Белобров свистел про телеграмму. Мотива он не помнил, помнил припев, его и свистел.

— В бухте Кислой кита выбросило, — сказал Гаврилов, — здоровенный китище…

— Да ну, — удивился Черепец. — Интересно, чего они на берег выпрыгивают…

— Он маргарину накушался, — сказал Белобров, — и его с этого маргарину травило сильно… Вот… Так что он сам решил порвать связи с жизнью…

— Ага, — подхватил Гаврилов, они беседовали, вроде бы минуя Черепца, — он, когда с жизнью прощался…

— Кто?

— Кит.

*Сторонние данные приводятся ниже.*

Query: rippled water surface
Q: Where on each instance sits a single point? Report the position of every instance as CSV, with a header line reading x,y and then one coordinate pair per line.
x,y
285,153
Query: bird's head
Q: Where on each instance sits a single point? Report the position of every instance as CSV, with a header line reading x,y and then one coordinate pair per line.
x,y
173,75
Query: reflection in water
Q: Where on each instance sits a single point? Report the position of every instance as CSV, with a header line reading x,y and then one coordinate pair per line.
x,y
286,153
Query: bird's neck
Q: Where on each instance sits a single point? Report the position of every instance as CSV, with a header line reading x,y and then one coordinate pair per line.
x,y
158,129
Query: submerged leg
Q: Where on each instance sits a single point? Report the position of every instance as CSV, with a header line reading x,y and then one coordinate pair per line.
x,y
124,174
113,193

Очень сильно рыдал и все просил какую-то Марусю показать… через которую невинно гибнет…

Брови у Черепца скорбно поднялись домиком.

— Товарищ гвардии старший лейтенант, — начал он официально.

— Да я что? — сказал Белобров. — Вот кита жалко…

И захохотал так, что машина дернулась и клюнула носом.

Они долго молчали.

— Приехали, станция, — сказал вдруг Белобров и резко положил машину в вираж.

И тотчас же перед ними стеной встало овальное озеро и на этой ледяной стене прилепившийся темный распластанный силуэт высотного немецкого бомбардировщика Ю-290.

— Попробую сесть, — сказал Белобров.

Мотор перешел на другие обороты, и вдруг стало тихо и пусто. Длинная, привалившаяся на хвост машина чернела метрах в пятидесяти на матовом снегу.

Первым на лед озера вышел Черепец с гранатой. За ним, покрякивая, спустился Гаврилов с инструментом.

— Если будет шум, бросаешь гранату, — сказал Белобров и спрыгнул сам.

Они стояли около немецкого бомбардировщика. Кабина штурмана была «в гармошку», с кабины пилота был лишь сорван фонарь, и немец-пилот сидел в ней, пристегнутый ремнями. Его руки лежали на штурвале, голова с наушниками, лицо, плечи — все было запорошено снегом. Он был мертв.

— Это тот, которого Семочкин гонял… Вот он ему в ноздрю попал… И вот… — Черепец показывал пробоины в самолете. — Чего только он летел, не понимаю.

Белобров смотрел на немецкого пилота. Он воевал всю войну, а вот так, близко, видел врага первый раз. Белобров снял перчатку и провел пальцем по занесенному снегом лицу летчика. Палец оставил след. Белобров стряхнул снег с пальца и протер руки снегом.

— Хорошо бы посмотреть, — сказал Черепец, — может, у него орден есть.

Гаврилов закончил осмотр самолета и подошел к Белоброву.